Shelter For Life International
- Website: shelter.org

= Shelter For Life =

Non-governmental relief and development organization

Shelter For Life International (SFL) is a non-profit, non-governmental relief and development organization founded in 1982. It is dedicated to assisting people severely affected by war, conflict, or natural disasters, providing support to those displaced or made homeless. SFL operates in various countries, including Afghanistan, Iraq, Pakistan, Tajikistan, Haiti, and Sudan, with its headquarters in Minneapolis, Minnesota.

SFL addresses the need for shelter by constructing transitional and permanent homes. Families receive emergency assistance to protect them from hazardous living conditions, and SFL collaborates with them to rebuild communities and restore lives. The construction materials are sourced locally whenever possible, and families share responsibility in the rebuilding process.

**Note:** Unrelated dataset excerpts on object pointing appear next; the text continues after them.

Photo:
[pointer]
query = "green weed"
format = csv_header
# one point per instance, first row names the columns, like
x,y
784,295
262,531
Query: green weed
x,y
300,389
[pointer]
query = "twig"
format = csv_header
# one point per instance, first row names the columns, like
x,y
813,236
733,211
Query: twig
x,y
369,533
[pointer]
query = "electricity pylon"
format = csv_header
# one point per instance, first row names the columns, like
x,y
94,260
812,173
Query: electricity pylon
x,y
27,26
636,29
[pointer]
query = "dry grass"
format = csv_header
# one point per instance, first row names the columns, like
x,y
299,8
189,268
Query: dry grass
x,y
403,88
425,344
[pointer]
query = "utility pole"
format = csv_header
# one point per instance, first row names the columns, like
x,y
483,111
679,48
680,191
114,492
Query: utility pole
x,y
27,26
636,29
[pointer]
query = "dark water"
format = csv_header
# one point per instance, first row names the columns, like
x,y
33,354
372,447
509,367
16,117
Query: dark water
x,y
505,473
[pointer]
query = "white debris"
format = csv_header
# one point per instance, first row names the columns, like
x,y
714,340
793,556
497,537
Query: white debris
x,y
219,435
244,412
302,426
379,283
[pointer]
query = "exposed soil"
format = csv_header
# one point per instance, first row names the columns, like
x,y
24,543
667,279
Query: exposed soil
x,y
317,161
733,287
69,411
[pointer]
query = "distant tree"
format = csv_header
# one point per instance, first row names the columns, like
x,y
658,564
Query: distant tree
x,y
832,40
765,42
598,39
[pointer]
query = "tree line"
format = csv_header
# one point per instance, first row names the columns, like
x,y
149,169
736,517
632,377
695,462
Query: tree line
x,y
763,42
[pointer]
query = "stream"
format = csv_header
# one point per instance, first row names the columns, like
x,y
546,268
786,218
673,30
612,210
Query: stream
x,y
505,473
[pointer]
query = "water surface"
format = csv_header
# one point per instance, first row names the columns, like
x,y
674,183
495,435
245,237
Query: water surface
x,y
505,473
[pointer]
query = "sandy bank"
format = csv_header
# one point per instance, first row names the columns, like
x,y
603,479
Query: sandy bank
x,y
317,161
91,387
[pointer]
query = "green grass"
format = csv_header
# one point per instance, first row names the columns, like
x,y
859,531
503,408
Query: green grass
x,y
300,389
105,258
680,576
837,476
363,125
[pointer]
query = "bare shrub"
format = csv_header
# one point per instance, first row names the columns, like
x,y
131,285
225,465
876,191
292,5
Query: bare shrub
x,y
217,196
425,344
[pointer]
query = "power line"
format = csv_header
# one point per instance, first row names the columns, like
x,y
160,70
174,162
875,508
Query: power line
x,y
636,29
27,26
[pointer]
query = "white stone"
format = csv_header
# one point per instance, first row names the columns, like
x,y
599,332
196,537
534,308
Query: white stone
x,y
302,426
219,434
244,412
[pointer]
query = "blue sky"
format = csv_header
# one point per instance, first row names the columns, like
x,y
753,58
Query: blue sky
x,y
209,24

For urgent situations, SFL helps families build durable transitional shelters using basic materials that can be reused for future permanent homes. These shelters offer immediate relief while providing sustainable long-term benefits, surpassing the temporary nature of tents.

SFL primarily focuses on constructing permanent, durable shelters using local architecture and simple designs that withstand natural disasters. Construction materials vary according to local culture and customs, including handmade mud bricks, concrete blocks, tin sheeting, and clay tiles. Beneficiary families actively participate in the construction process, supported by SFL's training, tools, and materials.

SFL's shelter designs have gained international recognition for their cost-effective measures that reduce damage from earthquakes and other disasters. Techniques such as reinforced walls, rigid wooden ring beams, and corner bracing enhance the structures' resilience. Additionally, SFL provides earthquake awareness and preparedness training to beneficiaries living in earthquake-prone areas.